姉に教えられた時に早撃ちの才能があることが発覚して、早撃ちガンマンとして周囲から恐れられる存在になったジャック。伝説のガンマンであるワイルド・ビル・ヒコック(ジェフ・コーリー)と知り合った時、人殺しができない性分に気づいてガンマンを引退。ガッカリした姉に見捨てられたジャックは、スウェーデン人のオルガと結婚して、友人と雑貨商の経営を開始します。 でも、泥棒だった友人が財産を持ち逃げ。たまたま通りかかったカスター将軍(リチャード・マリガン)からのアドバイスで西部に向かうと、インディアンに襲撃されて妻を奪われてしまいます。その後、カスター将軍の使いっ走りをした後、インディアン狩りで女子供まで皆殺しにする騎兵隊に嫌気が差して、またシャイアン族の集落に戻ります。 新しい妻を迎えた頃、生き別れた妻オルガがシャイアン族の友人の妻になっていて驚きます。政府の指示でインディアンの各部族が特別居住エリアに移動させられた後、子供を産んだ妻と未亡人となっていた妻の姉3人も自分の妻に迎えて、幸せな生活を送れると思ったら、民族浄化を狙う騎兵隊が1か所に集まって暮らすインディアンを大量虐殺しはじめて・・・というのが大まかなあらすじ。

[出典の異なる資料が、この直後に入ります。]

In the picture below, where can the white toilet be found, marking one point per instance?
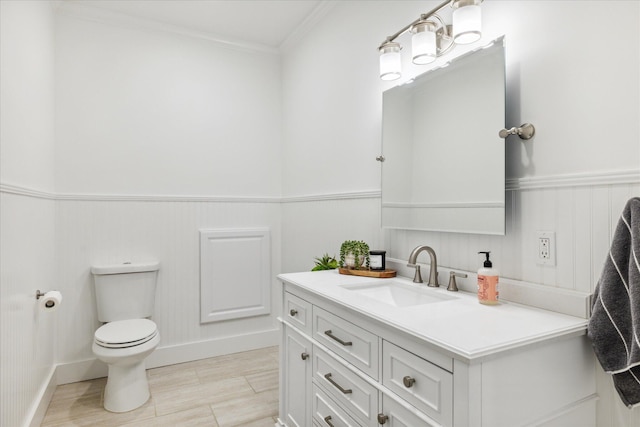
(125, 296)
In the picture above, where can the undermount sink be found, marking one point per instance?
(398, 294)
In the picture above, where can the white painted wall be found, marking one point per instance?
(159, 135)
(578, 86)
(127, 137)
(142, 112)
(27, 335)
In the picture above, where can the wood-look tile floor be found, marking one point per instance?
(233, 390)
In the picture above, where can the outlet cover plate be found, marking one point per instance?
(546, 248)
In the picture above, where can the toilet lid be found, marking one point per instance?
(125, 333)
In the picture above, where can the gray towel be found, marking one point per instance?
(614, 326)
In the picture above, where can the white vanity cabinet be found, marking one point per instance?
(365, 369)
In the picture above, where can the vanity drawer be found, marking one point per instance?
(347, 388)
(354, 344)
(419, 382)
(397, 415)
(327, 413)
(297, 312)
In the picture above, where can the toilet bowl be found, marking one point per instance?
(124, 345)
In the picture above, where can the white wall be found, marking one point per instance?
(27, 359)
(579, 87)
(145, 112)
(160, 134)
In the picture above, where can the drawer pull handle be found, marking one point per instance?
(336, 385)
(408, 381)
(344, 343)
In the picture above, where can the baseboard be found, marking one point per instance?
(40, 405)
(170, 355)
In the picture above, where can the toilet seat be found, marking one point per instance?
(125, 333)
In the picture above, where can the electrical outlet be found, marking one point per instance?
(546, 249)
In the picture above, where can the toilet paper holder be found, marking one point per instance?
(47, 304)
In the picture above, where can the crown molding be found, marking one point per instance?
(95, 14)
(319, 12)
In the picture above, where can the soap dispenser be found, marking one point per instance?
(488, 283)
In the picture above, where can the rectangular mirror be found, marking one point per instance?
(443, 166)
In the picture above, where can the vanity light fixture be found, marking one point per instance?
(432, 37)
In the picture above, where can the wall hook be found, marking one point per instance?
(525, 131)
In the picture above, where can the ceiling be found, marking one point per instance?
(264, 22)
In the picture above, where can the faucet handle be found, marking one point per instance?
(453, 286)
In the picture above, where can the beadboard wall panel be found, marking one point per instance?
(583, 219)
(27, 334)
(92, 231)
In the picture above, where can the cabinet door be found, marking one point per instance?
(395, 415)
(296, 379)
(421, 383)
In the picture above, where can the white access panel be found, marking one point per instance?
(235, 274)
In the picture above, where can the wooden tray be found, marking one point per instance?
(368, 273)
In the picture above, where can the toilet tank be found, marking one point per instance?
(125, 291)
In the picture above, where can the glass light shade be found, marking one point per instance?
(423, 43)
(390, 61)
(467, 24)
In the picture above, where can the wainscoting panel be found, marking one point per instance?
(27, 334)
(235, 274)
(105, 231)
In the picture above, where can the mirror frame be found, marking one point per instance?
(476, 214)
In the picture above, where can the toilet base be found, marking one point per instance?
(127, 387)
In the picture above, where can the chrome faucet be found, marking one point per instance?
(433, 269)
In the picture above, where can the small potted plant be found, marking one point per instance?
(354, 254)
(325, 263)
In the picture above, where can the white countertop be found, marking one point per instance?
(461, 326)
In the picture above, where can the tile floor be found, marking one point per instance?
(233, 390)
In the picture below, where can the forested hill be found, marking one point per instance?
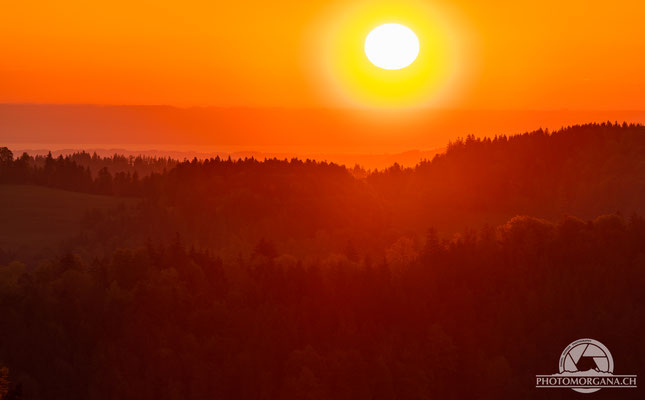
(307, 280)
(583, 171)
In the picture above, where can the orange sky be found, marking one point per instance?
(518, 55)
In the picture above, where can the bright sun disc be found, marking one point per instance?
(392, 46)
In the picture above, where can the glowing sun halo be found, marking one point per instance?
(392, 46)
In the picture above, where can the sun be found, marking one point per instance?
(392, 46)
(389, 54)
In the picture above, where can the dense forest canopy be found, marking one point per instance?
(297, 279)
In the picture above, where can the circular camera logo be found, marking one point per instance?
(586, 366)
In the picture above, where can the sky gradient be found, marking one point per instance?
(538, 55)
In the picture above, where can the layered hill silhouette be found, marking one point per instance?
(584, 171)
(314, 280)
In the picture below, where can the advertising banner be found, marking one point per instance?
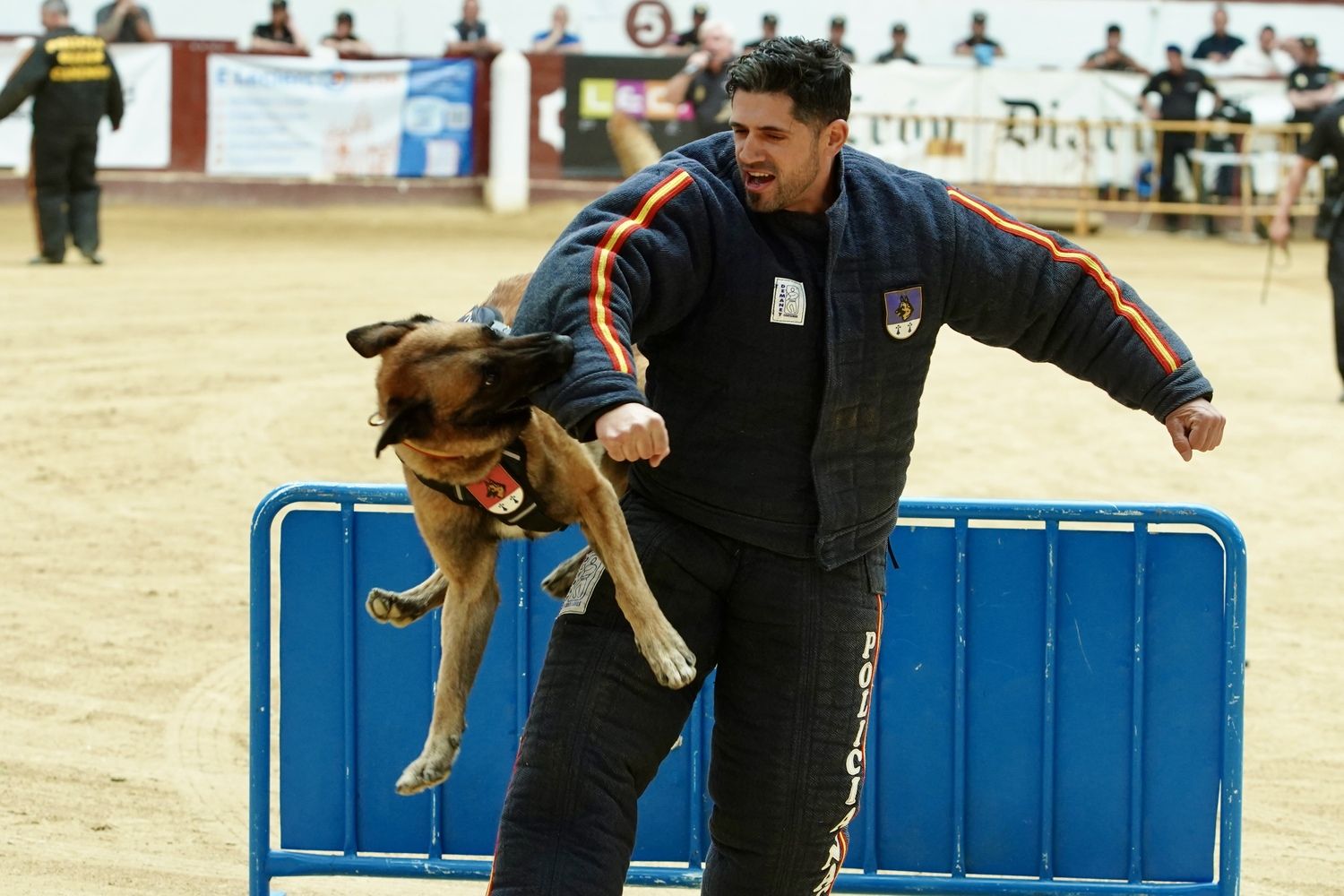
(298, 117)
(596, 86)
(145, 136)
(1026, 131)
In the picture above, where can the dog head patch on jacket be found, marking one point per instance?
(456, 390)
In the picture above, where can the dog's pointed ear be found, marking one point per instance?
(414, 421)
(375, 339)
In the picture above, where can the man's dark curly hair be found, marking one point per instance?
(812, 74)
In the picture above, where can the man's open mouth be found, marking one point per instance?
(757, 179)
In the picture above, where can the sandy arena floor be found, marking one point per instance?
(147, 406)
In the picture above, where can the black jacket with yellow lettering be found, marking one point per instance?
(72, 80)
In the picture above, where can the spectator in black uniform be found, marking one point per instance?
(769, 31)
(978, 45)
(468, 35)
(1327, 140)
(74, 85)
(1179, 89)
(124, 22)
(838, 39)
(688, 40)
(1112, 58)
(280, 34)
(344, 40)
(898, 47)
(1311, 86)
(703, 80)
(1218, 46)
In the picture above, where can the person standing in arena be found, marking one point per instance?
(702, 80)
(1327, 139)
(1179, 89)
(788, 292)
(74, 85)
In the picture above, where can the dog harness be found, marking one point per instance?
(505, 493)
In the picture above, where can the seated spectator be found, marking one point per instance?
(688, 40)
(279, 35)
(344, 40)
(1218, 46)
(838, 39)
(704, 78)
(1311, 86)
(558, 39)
(124, 22)
(1266, 59)
(1112, 58)
(769, 31)
(468, 37)
(978, 45)
(898, 47)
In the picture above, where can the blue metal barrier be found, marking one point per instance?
(1058, 704)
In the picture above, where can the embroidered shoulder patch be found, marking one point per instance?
(788, 303)
(590, 571)
(905, 308)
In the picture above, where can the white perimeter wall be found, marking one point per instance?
(1034, 32)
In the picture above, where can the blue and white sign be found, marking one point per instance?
(300, 117)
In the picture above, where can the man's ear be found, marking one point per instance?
(838, 134)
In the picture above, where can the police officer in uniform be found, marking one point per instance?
(1179, 88)
(1327, 139)
(1311, 85)
(74, 85)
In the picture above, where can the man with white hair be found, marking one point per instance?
(74, 85)
(703, 80)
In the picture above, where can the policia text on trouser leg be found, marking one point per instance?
(73, 85)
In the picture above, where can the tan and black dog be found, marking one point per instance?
(481, 465)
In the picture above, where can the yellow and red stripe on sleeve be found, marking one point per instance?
(1094, 269)
(604, 260)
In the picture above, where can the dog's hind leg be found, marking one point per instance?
(403, 607)
(671, 661)
(465, 629)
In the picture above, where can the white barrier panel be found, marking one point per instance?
(1027, 151)
(145, 136)
(279, 116)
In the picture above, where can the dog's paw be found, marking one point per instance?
(671, 661)
(430, 769)
(390, 607)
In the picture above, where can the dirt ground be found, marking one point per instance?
(147, 406)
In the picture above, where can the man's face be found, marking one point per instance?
(779, 158)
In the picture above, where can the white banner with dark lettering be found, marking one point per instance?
(145, 136)
(1021, 136)
(300, 117)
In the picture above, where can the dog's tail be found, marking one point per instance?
(633, 145)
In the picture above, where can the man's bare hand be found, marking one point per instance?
(1195, 426)
(633, 433)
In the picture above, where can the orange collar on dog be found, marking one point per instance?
(505, 492)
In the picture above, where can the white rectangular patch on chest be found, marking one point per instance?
(788, 303)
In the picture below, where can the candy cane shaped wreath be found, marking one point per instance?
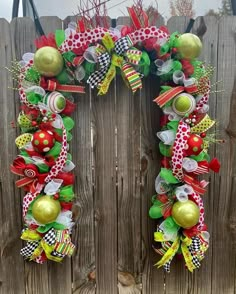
(47, 80)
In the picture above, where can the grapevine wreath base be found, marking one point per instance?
(82, 53)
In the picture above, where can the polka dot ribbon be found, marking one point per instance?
(182, 135)
(197, 198)
(22, 94)
(79, 39)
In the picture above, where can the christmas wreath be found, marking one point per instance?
(88, 53)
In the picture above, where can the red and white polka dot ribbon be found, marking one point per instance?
(61, 160)
(182, 135)
(197, 198)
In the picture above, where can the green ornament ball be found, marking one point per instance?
(156, 211)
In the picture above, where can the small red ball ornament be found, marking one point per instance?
(43, 141)
(194, 145)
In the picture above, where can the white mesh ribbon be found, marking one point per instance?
(182, 192)
(53, 186)
(163, 67)
(171, 114)
(167, 137)
(189, 164)
(161, 186)
(178, 77)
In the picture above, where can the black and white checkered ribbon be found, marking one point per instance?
(95, 78)
(104, 61)
(196, 245)
(50, 237)
(28, 250)
(122, 45)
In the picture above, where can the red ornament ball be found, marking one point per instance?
(194, 145)
(43, 141)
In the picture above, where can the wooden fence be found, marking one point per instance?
(116, 165)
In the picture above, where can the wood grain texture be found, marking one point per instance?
(199, 281)
(83, 233)
(128, 185)
(152, 278)
(223, 254)
(23, 35)
(12, 277)
(128, 182)
(105, 199)
(57, 271)
(115, 150)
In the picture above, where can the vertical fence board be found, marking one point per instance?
(128, 185)
(223, 268)
(103, 109)
(84, 259)
(152, 278)
(177, 280)
(83, 265)
(12, 277)
(113, 223)
(55, 270)
(23, 36)
(199, 281)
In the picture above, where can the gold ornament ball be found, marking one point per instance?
(46, 209)
(48, 61)
(189, 46)
(185, 214)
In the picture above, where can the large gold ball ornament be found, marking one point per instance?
(45, 210)
(189, 46)
(185, 214)
(48, 61)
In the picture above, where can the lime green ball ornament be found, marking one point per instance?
(48, 61)
(156, 210)
(184, 104)
(189, 46)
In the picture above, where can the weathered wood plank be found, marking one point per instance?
(128, 185)
(83, 262)
(223, 265)
(83, 233)
(105, 198)
(177, 280)
(23, 36)
(56, 271)
(12, 277)
(152, 278)
(50, 24)
(199, 281)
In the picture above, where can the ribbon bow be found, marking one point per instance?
(52, 85)
(28, 170)
(55, 244)
(198, 187)
(112, 55)
(167, 96)
(193, 250)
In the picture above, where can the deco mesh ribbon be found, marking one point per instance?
(178, 205)
(47, 79)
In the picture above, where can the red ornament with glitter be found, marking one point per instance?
(194, 145)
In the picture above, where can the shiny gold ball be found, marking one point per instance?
(48, 61)
(189, 46)
(45, 210)
(185, 214)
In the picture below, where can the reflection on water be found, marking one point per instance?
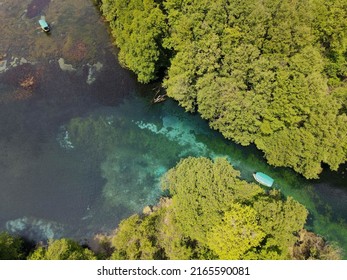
(82, 148)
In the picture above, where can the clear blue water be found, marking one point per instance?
(84, 147)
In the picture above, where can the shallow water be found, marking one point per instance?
(83, 147)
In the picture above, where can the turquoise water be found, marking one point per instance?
(84, 147)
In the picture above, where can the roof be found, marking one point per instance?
(43, 23)
(263, 179)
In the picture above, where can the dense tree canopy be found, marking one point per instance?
(209, 213)
(212, 214)
(271, 72)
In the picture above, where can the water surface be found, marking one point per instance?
(81, 144)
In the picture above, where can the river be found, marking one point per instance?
(81, 144)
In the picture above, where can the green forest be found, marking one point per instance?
(270, 73)
(208, 212)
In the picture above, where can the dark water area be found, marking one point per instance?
(82, 146)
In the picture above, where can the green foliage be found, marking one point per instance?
(62, 249)
(135, 239)
(255, 75)
(11, 247)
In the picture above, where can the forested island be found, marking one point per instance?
(208, 212)
(266, 73)
(270, 73)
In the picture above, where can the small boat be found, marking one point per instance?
(44, 25)
(263, 179)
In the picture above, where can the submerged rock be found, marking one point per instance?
(92, 70)
(35, 229)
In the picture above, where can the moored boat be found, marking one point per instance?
(263, 179)
(44, 25)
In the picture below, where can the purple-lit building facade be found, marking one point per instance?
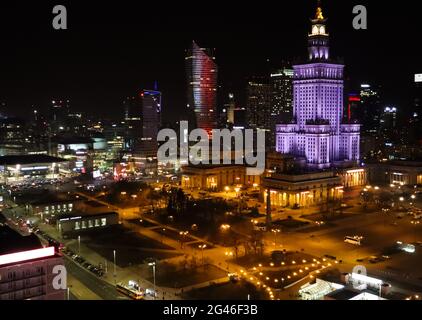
(317, 131)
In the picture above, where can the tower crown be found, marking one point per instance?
(318, 43)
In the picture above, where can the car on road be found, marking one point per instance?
(260, 227)
(234, 277)
(375, 259)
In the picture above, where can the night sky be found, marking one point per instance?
(114, 48)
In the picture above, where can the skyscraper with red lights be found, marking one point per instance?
(201, 75)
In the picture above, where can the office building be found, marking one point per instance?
(26, 268)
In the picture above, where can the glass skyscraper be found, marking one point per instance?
(201, 74)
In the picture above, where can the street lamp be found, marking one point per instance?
(152, 264)
(202, 247)
(275, 231)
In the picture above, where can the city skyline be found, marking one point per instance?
(203, 153)
(125, 66)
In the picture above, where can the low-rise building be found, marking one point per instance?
(26, 268)
(217, 177)
(75, 224)
(18, 168)
(302, 188)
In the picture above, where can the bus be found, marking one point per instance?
(353, 240)
(130, 291)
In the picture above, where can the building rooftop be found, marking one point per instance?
(29, 159)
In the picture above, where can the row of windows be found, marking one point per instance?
(90, 224)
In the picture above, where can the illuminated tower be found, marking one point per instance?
(317, 132)
(201, 72)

原題は「Little Big Man」。シャイアン族の一員となった主人公ジャックにつけられた名前を指しています。トーマス・バーガーの同名小説が原作。1人の架空の人物を通して、白人のインディアン狩りの当事者になったことを語っていくスタイルの西部劇。「フォレスト・ガンプ/一期一会」(1994)で現代史をおさらいしていくパターンの走りですね。いきなり老人メイクで登場するダスティン・ホフマン。精巧な特殊メイクの担当はディック・スミス。で、運命のいたずらで白人とインディアンの間を行ったり来たりするユニークすぎる人生をコミカルなタッチで描く塩梅が絶妙。偶然が重なりするエピソードが本当なのかどうかは分かりませんが、"西部開拓"の名目で白人が先住民を追い込んで虐殺していった負の歴史を両者の狭間で揺れる人物主観で体感できる点が見どころ。"ウォシタ川の戦い"、"リトルビッグホーンの戦い"といった史実を織り交ぜて、カスター将軍、ワイルド・ビル・ヒコック、バッファロー・ビルといった実在の人物も登場。インディアン虐殺シーンの迫力は一見の価値あり。虐殺後に絶望したジャックは世捨て人になって、また白人側に付いて、いろいろあってから、またまたシャイアン族の父の元に戻ります。あと、1970年代の先頭を走っていたフェイ・ダナウェイの輝きもさすがでした。